Jede deutsche Frau hat nach der Geburt eines Kindes gesetzlichen Anspruch auf eine Gebärpause von 365 Tagen, zu denen, wenn sie ihr Kind selbst nährt, die Tage des Stillens noch hinzuzurechnen wären. Sie hat Anspruch auf freie ärztliche Hilfe, wenn sie unbemittelt ist und in dieser Ruhezeit schwanger wird. Sie begebe sich dann sofort zum Arzt, um sich beraten zu lassen. Bemittelte Frauen sollen ebenso verfahren, sie müssen nur die Kosten dafür selbst tragen. Wer glaubt, infolge seiner Armut oder schlechten Wohnung nicht gehalten zu sein, Kinder zu gebären und aufzuziehen, wende sich um Rat und Hilfe an das für ihn zuständige Wohlfahrtsamt.
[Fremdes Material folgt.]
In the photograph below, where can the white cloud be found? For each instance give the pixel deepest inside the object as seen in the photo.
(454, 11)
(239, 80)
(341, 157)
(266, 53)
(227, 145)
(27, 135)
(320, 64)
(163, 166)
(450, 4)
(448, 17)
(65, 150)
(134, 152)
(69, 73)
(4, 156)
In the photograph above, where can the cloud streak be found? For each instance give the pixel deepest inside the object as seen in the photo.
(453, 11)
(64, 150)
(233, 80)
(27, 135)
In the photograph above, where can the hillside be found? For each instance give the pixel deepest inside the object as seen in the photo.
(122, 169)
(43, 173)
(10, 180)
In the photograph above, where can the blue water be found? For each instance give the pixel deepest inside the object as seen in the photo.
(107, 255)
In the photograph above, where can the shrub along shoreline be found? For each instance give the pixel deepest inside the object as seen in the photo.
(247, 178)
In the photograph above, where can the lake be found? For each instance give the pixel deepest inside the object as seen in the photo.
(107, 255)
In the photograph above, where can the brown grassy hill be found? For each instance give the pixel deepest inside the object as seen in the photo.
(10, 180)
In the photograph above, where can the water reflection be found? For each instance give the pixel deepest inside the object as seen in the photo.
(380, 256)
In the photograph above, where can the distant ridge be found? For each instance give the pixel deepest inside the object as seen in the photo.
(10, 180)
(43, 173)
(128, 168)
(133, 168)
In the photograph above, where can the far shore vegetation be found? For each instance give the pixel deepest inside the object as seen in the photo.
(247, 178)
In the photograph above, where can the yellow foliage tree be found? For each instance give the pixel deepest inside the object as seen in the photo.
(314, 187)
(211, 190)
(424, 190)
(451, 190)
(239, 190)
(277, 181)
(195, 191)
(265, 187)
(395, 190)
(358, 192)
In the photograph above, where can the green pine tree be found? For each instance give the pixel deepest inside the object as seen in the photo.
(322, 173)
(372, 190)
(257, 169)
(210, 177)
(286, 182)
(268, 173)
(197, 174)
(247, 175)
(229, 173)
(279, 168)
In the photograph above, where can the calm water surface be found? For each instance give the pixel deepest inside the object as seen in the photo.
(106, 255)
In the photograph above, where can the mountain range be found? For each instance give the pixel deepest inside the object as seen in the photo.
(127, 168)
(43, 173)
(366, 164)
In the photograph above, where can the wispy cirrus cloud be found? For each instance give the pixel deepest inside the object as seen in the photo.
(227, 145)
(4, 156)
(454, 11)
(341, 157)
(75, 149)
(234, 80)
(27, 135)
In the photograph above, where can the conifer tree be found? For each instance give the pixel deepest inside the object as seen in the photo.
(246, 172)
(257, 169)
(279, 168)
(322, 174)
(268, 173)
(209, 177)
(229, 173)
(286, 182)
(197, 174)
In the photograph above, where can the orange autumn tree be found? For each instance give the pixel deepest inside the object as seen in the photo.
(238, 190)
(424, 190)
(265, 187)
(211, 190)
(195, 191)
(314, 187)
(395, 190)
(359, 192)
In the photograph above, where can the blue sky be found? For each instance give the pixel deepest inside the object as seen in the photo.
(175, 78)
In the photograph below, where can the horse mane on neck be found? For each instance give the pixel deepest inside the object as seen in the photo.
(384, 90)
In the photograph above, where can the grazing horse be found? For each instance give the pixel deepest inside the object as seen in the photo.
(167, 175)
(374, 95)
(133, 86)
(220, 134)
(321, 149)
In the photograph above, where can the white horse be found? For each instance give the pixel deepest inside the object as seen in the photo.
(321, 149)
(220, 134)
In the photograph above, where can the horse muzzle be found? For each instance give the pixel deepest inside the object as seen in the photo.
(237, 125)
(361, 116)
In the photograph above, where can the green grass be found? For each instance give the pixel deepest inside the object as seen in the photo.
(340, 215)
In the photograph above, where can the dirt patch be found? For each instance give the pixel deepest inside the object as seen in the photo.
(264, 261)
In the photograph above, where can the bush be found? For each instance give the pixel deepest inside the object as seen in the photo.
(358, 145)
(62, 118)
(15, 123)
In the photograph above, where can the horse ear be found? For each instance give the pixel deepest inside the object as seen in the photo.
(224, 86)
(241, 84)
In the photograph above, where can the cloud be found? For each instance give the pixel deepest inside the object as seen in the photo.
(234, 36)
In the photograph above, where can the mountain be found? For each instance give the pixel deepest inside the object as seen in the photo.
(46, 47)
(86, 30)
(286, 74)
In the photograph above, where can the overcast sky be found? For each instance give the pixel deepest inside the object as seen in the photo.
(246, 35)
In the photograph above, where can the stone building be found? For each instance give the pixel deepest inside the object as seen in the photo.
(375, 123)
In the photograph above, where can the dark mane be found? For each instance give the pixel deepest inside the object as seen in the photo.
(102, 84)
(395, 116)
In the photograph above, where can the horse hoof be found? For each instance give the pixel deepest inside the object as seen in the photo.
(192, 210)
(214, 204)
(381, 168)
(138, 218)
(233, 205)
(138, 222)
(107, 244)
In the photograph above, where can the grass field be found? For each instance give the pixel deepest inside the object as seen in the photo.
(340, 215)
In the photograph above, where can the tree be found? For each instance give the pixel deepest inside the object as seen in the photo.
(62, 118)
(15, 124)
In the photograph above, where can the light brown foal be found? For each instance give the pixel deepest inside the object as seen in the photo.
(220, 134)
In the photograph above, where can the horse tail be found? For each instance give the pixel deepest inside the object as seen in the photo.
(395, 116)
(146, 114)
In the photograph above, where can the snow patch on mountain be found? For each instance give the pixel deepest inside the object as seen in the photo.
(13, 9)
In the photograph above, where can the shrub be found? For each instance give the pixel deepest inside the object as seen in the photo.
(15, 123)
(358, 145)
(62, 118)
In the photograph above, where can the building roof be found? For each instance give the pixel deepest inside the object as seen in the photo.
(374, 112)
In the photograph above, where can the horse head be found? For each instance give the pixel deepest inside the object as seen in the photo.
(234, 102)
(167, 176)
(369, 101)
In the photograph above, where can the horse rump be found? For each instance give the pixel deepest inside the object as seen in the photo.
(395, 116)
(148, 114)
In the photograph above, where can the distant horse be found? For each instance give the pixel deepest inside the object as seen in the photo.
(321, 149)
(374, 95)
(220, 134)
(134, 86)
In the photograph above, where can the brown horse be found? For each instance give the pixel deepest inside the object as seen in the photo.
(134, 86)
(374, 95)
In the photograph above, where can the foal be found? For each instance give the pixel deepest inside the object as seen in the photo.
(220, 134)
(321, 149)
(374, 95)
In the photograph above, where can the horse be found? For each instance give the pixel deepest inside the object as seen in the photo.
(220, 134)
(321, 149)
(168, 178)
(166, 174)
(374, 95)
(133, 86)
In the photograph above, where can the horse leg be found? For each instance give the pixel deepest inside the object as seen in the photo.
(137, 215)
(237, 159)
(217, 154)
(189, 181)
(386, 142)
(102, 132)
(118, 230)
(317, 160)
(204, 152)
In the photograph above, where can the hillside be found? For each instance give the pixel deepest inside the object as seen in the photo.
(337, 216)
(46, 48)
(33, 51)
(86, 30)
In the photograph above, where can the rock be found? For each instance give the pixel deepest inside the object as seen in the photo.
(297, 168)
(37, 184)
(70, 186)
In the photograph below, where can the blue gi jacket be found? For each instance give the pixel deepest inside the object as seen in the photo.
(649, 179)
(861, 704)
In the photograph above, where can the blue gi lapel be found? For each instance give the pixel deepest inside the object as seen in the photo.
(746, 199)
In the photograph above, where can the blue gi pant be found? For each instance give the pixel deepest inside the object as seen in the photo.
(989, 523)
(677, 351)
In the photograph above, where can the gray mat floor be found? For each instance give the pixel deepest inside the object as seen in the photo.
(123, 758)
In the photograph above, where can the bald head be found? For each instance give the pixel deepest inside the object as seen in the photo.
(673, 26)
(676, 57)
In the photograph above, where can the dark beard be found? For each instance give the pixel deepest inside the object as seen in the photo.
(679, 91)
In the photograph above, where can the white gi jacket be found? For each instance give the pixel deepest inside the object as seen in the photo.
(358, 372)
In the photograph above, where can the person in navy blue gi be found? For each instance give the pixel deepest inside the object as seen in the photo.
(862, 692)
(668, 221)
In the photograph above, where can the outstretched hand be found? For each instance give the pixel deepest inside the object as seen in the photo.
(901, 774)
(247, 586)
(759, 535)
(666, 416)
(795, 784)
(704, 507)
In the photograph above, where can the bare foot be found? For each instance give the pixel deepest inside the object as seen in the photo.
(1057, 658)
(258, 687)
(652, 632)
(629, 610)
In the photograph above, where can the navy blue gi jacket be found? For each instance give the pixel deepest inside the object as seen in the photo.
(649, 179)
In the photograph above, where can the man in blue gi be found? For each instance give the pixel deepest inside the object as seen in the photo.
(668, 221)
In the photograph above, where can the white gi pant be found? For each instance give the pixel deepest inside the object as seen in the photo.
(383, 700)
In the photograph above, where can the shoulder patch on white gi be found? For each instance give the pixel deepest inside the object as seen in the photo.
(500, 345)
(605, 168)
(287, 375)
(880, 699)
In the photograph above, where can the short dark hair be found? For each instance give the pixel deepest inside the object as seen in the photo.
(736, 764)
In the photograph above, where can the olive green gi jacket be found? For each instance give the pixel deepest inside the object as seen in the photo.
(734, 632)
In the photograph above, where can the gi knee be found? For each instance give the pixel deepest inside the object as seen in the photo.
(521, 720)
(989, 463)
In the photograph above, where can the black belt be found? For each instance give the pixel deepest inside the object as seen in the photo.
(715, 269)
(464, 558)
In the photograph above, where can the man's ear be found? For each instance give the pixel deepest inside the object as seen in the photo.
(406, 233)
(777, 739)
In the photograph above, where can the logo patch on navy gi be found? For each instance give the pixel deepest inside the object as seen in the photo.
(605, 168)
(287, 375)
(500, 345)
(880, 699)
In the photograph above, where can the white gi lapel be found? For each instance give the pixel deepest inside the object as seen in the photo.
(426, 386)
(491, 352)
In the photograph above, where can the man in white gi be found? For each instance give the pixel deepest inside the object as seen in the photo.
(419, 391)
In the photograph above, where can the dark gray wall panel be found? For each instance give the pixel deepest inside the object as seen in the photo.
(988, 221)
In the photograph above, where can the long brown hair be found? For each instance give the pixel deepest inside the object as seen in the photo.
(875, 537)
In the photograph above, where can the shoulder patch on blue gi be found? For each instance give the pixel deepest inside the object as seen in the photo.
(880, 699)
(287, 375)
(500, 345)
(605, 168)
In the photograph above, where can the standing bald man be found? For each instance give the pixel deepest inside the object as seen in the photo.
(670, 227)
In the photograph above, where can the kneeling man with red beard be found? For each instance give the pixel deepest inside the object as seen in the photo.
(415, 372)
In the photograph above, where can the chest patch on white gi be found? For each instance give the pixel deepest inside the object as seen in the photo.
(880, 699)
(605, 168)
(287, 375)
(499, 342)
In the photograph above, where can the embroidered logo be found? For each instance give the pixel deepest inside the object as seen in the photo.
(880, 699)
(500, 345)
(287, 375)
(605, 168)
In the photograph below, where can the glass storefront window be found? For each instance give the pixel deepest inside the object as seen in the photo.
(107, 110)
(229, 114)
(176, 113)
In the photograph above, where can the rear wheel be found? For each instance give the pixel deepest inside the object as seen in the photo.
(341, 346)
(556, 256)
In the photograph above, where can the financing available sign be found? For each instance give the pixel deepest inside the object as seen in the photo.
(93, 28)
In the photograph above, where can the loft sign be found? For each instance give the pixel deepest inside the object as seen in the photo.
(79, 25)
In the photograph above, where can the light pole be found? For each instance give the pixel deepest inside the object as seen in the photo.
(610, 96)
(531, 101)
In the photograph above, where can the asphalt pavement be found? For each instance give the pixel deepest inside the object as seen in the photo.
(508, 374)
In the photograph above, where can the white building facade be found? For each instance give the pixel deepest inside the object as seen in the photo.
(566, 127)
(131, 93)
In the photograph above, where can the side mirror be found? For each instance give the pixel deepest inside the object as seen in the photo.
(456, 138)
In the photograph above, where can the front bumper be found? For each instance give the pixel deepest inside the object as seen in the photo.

Haben die dazu berufenen Ärzte entschieden, daß Sie nie Kinder gebären dürfen, so entschließen Sie sich möglichst bald dazu, einen – gefahrlosen – Eingriff machen zu lassen, der jede zukünftige Schwangerschaft ausschaltet, ohne Ihnen irgendwelche Störung der Gesundheit zu bringen. Dann nehmen Sie sich aber möglichst bald ein gesundes verwaistes oder uneheliches Kind im Alter von drei bis vier Jahren an Kindesstatt an. Das Wohlfahrtsamt wird Ihnen dabei behilflich sein. Sie werden dies Kind schon nach kurzer Zeit, ganz wie ein eigenes, liebgewinnen, es wird Ihnen Segen ins Haus bringen! Familien, in denen Mann oder Frau schwindsüchtig ist, sind nicht berechtigt, ein Kind anzunehmen, weil dies in Gefahr käme, krank zu werden.

Merkblatt II

Da Sie gesetzlichen Anspruch auf eine Geburtenpause haben, wollen Sie folgendes beherzigen:

1. Eine Befruchtung findet in den acht Tagen vor der Regel, während der Regel und in den acht Tagen nach der Regel am leichtesten statt. Vermeiden Sie daher in dieser Zeit jeden ehelichen Verkehr! Das beste Mittel zur Verhütung der Befruchtung ist die gründliche Ausspülung der Scheide mit einer reichlichen Wassermenge, genügendem Gefälle und weitem Spülrohr. Sie muß so erfolgen, daß die Scheide gründlich ausgespült wird. Die Teile sind dazu mit Zeige- und Mittelfinger der linken Hand gehörig auseinanderzuspreizen, damit das Spülwasser gut abfließen kann; mit der rechten Hand wird das Spülrohr, die Krümmung nach oben gerichtet, zehn bis zwölf Zentimeter tief eingeführt. Dem Spülwasser ist eine geringe Menge eines keimtötenden Mittels zuzusetzen. Die Flüssigkeit (drei bis vier Liter) soll gut lauwarm sein. Die Spülung wirkt um so sicherer, je schneller sie auf den Verkehr folgt. Ganz sicher wirkt sie nicht. Sie dürfen sich während der Geburtenpause von einem Arzt einen Verschlußkörper einsetzen lassen, sollen aber wissen, daß auch dies keine völlige Sicherheit bietet und dabei nicht ganz unschädlich ist. Bleibt bei Ihnen die Regel acht Tage über die Zeit hinaus aus, so suchen Sie ungesäumt unter Mitnahme des Geburtsscheines Ihres letzten Kindes einen Arzt auf, der Sie beraten und das Weitere veranlassen wird. Sollten Sie aber kräftig und gesund sein, eine geräumige Wohnung haben und genügende Mittel besitzen, um Kinder großziehen zu können, so sollten Sie von Ihren gesetzlichen Rechten keinen Gebrauch machen, sondern bedenken, daß es kein größeres Glück geben kann, als stolz auf eine große Zahl gesunder, fröhlicher, eigener Kinder blicken zu können.